The Fine Print on Non-Discrimination and Affirmative Action
Federal contractors must abide by non-discrimination and affirmative action requirements and are subject to compliance audit by the Department of Labor’s OFCCP. These regulations derive from EO. 11246 on nondiscrimination in government contractor hiring, Section 503 of the Rehabilitation Act, and the Vietnam Era Veterans' Readjustment Assistance Act. OFCCP defines a contractor’s affirmative action obligations as a requirement to ensure that applicants and employees are treated without regard to their race, ethnicity, religion, sex, disability, status as a veteran, and other protected categories. As the great majority of Americans agree, the notion of nondiscrimination and equal opportunity in hiring and employment is not controversial.
Affirmative action in this context does not mean hiring or promoting based on quotas, set-asides, or preferential treatment. It is explicitly illegal to do that. A review of OFCCP’s public enforcement database and recent settlements demonstrates that the agency does not require nor enforce a quota system and places most of its enforcement efforts on rooting out systemic discrimination in employment, including discrimination against whites and males.
In fact, in a review of enforcement data from 2004-2024, OFCCP has never found a federal contractor in violation for not meeting an affirmative action goal. OFCCP’s enforcement efforts have been focused on identifying and remedying systemic discrimination. Since 2019, OFCCP recompensed 163,257 alleged victims of discrimination. This includes back pay, front pay, benefits, and more, paid directly to the alleged victims. While most of the alleged victims of intentional discrimination were women and blacks, the third most alleged victims of discrimination were whites and males. OFCCP recompensed 24,514 whites and males who were awarded settlements for alleged discrimination in hiring and compensation.
Don’t Confuse This With DEI
Some individuals might interpret the enforcement statistics highlighting alleged discrimination against whites and males as due to corporate Diversity, Equity, and Inclusion (DEI) initiatives. A careful review of OFCCP settlements noted above shows no evidence that the alleged discriminatory practices were due to the organization’s DEI efforts.
"OFCCP recompensed 24,514 whites and males who were awarded settlements for alleged discrimination in hiring and compensation."
Affirmative Action Improves Employment Practices
In addition, there is clear evidence that contractors who engage in affirmative action are less likely to engage in discriminatory practices. A recent study by researchers at the University of Chicago and Berkley conducted an experiment on approximately 100 of the largest companies in the U.S. The researchers submitted resumes with equivalent qualifications but different demographic and personal characteristics. They changed applicant names that might suggest they were part of a particular racial/ethnic group or sex (e.g., Amy vs. Adam or Lamar vs. Adam).

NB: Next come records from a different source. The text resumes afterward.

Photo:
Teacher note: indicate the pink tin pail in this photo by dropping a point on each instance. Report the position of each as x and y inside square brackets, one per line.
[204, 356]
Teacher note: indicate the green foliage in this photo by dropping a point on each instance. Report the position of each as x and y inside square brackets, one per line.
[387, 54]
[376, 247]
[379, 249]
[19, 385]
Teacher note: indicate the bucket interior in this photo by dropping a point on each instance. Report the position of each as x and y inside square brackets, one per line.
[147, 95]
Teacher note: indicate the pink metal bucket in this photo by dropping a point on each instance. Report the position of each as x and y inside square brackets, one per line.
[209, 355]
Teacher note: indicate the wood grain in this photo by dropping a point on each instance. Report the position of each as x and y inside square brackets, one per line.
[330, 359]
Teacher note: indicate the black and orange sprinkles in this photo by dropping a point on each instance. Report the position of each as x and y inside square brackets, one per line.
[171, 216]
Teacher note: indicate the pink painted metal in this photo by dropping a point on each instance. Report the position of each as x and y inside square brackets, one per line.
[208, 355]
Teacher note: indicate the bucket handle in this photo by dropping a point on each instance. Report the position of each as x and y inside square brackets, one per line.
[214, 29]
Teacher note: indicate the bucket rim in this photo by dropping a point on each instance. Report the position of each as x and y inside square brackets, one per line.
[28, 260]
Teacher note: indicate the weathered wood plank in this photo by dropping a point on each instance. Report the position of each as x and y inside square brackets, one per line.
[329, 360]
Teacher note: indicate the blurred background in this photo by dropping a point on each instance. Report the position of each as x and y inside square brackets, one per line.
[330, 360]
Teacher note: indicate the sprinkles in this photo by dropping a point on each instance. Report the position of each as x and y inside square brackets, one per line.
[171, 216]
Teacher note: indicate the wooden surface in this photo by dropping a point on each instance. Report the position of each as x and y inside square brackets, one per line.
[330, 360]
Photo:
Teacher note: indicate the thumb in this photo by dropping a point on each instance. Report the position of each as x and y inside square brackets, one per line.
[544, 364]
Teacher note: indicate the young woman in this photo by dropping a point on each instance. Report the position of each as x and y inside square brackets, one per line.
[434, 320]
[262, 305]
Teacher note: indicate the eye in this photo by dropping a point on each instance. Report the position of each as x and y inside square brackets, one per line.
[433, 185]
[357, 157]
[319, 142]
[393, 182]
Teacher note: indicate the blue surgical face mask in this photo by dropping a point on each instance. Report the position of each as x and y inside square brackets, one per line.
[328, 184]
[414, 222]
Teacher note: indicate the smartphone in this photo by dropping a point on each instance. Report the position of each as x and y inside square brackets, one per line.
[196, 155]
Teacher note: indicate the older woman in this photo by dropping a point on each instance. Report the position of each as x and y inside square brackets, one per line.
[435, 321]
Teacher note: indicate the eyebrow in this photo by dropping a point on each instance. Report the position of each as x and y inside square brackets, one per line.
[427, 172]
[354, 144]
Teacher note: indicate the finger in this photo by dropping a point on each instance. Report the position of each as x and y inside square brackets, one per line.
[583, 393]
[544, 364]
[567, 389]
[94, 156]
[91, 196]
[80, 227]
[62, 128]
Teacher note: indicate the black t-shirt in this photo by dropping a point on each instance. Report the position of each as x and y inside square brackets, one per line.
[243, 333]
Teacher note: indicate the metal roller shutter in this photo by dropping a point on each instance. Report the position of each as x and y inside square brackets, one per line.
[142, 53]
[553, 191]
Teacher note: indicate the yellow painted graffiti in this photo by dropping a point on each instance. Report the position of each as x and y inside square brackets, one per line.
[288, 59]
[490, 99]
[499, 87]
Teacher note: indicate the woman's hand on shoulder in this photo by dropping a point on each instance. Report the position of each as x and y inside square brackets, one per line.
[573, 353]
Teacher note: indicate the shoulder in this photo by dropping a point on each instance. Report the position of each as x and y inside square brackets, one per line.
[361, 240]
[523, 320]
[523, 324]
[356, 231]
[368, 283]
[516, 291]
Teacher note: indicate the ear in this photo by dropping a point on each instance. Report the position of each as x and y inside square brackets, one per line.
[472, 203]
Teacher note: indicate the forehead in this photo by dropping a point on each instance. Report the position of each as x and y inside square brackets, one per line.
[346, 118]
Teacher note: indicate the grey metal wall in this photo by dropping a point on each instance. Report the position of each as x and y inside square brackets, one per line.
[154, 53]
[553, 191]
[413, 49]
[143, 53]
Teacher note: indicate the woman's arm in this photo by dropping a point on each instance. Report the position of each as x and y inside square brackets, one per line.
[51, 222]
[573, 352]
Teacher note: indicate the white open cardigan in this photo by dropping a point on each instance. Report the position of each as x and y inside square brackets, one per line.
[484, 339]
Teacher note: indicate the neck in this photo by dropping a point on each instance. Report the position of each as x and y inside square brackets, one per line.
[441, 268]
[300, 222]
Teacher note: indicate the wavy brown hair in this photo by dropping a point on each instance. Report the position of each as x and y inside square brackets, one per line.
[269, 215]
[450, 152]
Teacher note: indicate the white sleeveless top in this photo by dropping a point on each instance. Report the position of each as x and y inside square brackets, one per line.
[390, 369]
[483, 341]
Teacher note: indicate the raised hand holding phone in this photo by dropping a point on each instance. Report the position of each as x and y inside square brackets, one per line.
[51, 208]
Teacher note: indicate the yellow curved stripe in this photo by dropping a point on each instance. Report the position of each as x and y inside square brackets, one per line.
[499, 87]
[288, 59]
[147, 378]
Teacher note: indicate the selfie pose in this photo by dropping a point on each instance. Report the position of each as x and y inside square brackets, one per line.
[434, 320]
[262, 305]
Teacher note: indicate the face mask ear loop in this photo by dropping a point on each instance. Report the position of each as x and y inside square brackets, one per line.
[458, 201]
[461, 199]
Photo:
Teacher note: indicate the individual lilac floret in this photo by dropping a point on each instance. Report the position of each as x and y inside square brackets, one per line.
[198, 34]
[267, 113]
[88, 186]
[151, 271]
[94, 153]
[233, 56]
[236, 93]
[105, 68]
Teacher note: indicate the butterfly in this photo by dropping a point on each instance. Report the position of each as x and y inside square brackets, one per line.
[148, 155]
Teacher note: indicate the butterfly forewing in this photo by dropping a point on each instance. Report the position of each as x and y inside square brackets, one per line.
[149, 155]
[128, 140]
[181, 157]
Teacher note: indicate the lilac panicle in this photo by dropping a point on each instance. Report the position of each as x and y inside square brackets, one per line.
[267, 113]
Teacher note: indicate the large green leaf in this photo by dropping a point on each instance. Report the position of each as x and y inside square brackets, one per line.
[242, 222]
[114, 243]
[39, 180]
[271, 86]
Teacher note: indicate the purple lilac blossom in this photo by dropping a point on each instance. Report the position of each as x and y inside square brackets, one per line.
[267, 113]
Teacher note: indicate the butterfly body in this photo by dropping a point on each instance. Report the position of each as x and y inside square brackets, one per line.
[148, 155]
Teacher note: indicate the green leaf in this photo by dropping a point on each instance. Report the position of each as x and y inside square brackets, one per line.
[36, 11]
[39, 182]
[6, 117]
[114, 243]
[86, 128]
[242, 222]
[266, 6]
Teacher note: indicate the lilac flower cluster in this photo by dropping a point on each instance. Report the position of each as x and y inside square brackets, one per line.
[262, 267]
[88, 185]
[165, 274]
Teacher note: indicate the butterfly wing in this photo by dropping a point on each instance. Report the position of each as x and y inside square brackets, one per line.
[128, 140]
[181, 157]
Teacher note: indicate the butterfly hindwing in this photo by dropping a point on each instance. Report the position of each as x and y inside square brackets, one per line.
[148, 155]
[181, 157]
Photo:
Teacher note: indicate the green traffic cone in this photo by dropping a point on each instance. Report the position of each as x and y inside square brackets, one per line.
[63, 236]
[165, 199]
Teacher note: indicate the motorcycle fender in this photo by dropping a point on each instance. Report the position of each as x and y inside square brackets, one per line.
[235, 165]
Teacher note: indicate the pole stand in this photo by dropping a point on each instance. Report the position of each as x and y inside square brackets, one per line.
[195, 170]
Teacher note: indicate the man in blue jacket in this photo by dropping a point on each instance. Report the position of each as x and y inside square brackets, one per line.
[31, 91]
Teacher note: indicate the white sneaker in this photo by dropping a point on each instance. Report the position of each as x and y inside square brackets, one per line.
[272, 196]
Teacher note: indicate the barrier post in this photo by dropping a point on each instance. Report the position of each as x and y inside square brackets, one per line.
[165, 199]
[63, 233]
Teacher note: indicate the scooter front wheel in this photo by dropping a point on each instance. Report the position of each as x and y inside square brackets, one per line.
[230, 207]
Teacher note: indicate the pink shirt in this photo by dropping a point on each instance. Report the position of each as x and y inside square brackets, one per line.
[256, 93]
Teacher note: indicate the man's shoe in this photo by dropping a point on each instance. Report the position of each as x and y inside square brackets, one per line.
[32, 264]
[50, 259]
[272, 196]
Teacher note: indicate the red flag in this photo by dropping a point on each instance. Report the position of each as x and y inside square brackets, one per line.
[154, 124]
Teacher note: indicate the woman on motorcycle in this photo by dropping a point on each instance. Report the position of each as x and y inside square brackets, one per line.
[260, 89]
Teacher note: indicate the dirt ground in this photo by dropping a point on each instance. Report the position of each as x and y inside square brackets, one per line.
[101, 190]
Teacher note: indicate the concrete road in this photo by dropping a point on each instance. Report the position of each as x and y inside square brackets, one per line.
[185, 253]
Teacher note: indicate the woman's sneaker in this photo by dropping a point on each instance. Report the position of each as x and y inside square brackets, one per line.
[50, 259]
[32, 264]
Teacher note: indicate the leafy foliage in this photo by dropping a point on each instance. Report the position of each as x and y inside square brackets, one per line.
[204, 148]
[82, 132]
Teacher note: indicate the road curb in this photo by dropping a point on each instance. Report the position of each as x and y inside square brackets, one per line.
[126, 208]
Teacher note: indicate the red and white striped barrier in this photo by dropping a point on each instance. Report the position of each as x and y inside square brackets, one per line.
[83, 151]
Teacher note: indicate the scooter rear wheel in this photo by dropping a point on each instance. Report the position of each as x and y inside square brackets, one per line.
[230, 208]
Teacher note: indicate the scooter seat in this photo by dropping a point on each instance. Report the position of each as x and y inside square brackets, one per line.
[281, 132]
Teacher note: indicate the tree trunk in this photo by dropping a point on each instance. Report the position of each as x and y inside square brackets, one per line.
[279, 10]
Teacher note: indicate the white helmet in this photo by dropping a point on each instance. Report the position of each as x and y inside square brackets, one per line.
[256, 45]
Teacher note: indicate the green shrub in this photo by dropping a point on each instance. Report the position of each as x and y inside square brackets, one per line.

Overall, the study found that employers contacted the presumed white applicants 9.5% more often than presumed Black applicants with similar qualifications. However, the researchers concluded that federal contractors subject to OFCCP’s requirements were less likely to have discriminatory hiring practices.
Most Americans agree that discrimination in employment is unacceptable. Yet, the data and research are clear: discrimination in the U.S. still exists. EO 11246 and OFCCP have a positive impact on ensuring nondiscrimination in employment. Affirmative action is not a quota system. All protected groups, including whites and males, are covered, and compliance with OFCCP regulations requires effective and non-discriminatory employment practices. If EO 11246 and OFCCP are eliminated, it would be to the determinant of everyone in the American workforce, including historically under-represented groups, whites, and males.